Quer dizer que caiu a máscara de quem já se intuía não ser ético. Para um empresário ético, e ainda bem que esses formam a maioria no Brasil, é péssimo negócio disputar mercado com alguém que joga sujo. Isso limita muito a área de atuação de uma empresa ética.
Mas parece que isso vem mudando.
Vem, mas ainda há muito o que fazer. A corrupção se tornou pandêmica. Limpar o organismo desse vírus é trabalho para anos. Felizmente algumas coisas andam até mais rapidamente do que daria para imaginar há coisa de um ano. Uma delas é a percepção de empreendedores de que sem compliance real não há solução sustentável para o crescimento de seus negócios. Uma tendência forte que venho acompanhando é a de empresas que nunca pensaram em governança agora fazendo romarias atrás de soluções na área. Interessante é que isso se observa não só em grandes firmas. Vale em especial para as de médio porte. Empreendedores mais antenados já perceberam que precisam de compliance para disputar os contratos públicos e privados disponíveis com a retração de grandes fornecedores enfraquecidos por escândalos.
“Compliance real”?
Sim, sem faz de conta. Veja, a noção de governança, ou compliance, vem de um verbo do inglês, to comply. Significa seguir e acatar a alguma coisa – no caso das empresas, a regras éticas pré-definidas e claras que norteiem sua atuação como um todo – nos mercados e até internamente, em relação a funcionários e acionistas. Acontece que é fácil criar normas lindas com uma mão e as burlar com outra. O departamento de operações estruturadas da Odebrecht é bom exemplo.

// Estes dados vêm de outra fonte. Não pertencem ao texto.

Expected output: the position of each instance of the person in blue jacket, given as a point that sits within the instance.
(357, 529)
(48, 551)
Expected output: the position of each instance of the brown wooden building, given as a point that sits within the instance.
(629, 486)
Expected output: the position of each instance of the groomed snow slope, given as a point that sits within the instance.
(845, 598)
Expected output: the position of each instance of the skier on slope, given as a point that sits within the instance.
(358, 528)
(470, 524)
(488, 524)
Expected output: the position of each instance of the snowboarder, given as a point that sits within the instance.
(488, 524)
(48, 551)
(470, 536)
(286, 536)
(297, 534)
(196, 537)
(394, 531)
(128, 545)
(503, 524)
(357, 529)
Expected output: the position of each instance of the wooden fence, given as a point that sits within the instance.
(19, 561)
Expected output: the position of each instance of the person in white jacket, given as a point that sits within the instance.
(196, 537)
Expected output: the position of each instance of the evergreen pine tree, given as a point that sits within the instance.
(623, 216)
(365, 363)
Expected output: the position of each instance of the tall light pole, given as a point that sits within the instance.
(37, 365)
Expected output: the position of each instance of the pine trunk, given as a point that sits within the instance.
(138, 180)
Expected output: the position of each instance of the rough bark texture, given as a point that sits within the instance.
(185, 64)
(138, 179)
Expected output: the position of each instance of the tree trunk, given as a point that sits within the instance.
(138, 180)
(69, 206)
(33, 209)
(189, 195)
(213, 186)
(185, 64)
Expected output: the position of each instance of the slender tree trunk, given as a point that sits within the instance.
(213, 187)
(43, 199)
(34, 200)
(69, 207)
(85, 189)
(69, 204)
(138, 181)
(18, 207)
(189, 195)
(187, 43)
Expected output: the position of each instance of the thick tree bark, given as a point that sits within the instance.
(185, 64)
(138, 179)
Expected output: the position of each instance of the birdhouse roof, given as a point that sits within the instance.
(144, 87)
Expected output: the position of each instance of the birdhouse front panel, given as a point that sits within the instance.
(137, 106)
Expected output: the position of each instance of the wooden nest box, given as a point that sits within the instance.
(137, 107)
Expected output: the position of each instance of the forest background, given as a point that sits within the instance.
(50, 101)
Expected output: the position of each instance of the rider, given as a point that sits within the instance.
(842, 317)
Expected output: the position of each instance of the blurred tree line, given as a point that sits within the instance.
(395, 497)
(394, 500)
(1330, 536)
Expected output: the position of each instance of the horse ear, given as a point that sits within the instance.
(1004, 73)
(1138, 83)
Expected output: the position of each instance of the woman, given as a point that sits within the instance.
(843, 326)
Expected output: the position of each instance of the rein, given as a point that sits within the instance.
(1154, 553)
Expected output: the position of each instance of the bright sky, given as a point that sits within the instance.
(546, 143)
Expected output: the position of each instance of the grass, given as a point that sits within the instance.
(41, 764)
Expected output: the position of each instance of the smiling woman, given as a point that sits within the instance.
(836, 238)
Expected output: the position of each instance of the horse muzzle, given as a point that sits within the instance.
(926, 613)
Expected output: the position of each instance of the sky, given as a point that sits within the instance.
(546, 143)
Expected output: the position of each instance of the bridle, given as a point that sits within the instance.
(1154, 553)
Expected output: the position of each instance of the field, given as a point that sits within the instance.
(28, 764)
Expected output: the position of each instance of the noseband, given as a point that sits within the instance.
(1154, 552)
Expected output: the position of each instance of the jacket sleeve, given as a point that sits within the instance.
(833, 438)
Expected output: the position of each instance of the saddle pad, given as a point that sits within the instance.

Mas, por vezes, uma empresa não tem como controlar aspectos de seus negócios influenciados por parceiros comerciais.
É verdade. Já se vê uma preocupação nesse sentido em algumas áreas. Há distribuidores e representantes de produtos estrangeiros, por exemplo, passando a se interessar pelas leis anticorrupção não só do Brasil como de outros países. Eles estão percebendo que seus negócios podem ser gravemente afetados por desvios éticos nas cadeias de produção e fornecimento – em qualquer parte do mundo. Saber as regras do jogo é uma maneira de se antecipar a falhas estruturais. Como decorrência, os códigos de conduta corporativos ganham novo status e passam a ser mais inflexíveis quanto a condutas impróprias. No entanto, no mesmo movimento, se tornam mais flexíveis para se adaptar a características de cada local onde a companhia atua. Mas há outras mudanças bem mais dramáticas se aproximando.
Quais?
A transparência aumentará atingindo processos que hoje seriam vistos como inauditos. Um exemplo é o de formação de custo e de tabelas de preços. Dizer como é que você cria o preço de um produto ao cliente, e no limite ao mercado, pode soar improvável, mas de alguma maneira é inevitável. É uma medida defensiva. Ela evita que o uso de preços diferentes para um mesmo produto, quando destinado a diferentes clientes, seja considerado prática de suborno ou coisa assim.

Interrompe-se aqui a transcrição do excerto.